Le beurre, ingrédient incontournable de notre cuisine quotidienne, se décline sous de nombreuses appellations : baratte, cru, extra-fin, demi-sel, breton... Comment s’y retrouver et éviter les arnaques ?
Avec 8 kg de beurre consommé par an et par habitant, la France détient le titre de premier consommateur mondial. Lors de vos courses, une multitude de choix s'offre à vous : beurres moulés, en plaquettes, ou à la motte. Pour sélectionner un produit de qualité sur les plans gustatif, économique et nutritionnel, porter une attention particulière aux indications sur l’emballage est essentiel.
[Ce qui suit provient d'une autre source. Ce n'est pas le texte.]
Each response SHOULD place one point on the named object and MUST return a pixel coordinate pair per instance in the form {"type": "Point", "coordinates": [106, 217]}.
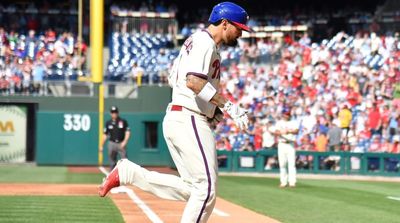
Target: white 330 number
{"type": "Point", "coordinates": [76, 122]}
Beurre : comment reconnaître les appellations mensongères ?
Un vrai beurre se compose d’au moins 82 % de matières grasses (80 % pour les beurres salés ou demi-sel), avec 16 % d’eau et 2 % de solides de lait. Or, d’après le magazine 60 Millions de Consommateurs, de nombreuses pratiques abusives persistent concernant la composition et l’étiquetage des beurres. Les enquêtes révèlent que l'utilisation de matières grasses non prévues et une teneur en sel souvent insuffisante sont courantes.
Les mentions comme “fermier”, “gastronomique” ou “méthode traditionnelle” semblent pour la plupart infondées car tous les beurres proviennent du processus de barattage, le seul reconnu par la loi. En réalité, seules trois dénominations légales existent : beurre cru, beurre fin et beurre extra-fin. Au niveau des AOP, seuls trois beurres sont protégés en France : AOP Charentes-Poitou, Isigny et Bresse.
Beurre : critères à prendre en compte pour un bon achat
Pour savourer un beurre de qualité, il est nécessaire de prendre en compte plusieurs critères :
- La pasteurisation : le beurre cru, non pasteurisé, offre un goût plus riche mais une conservation limitée.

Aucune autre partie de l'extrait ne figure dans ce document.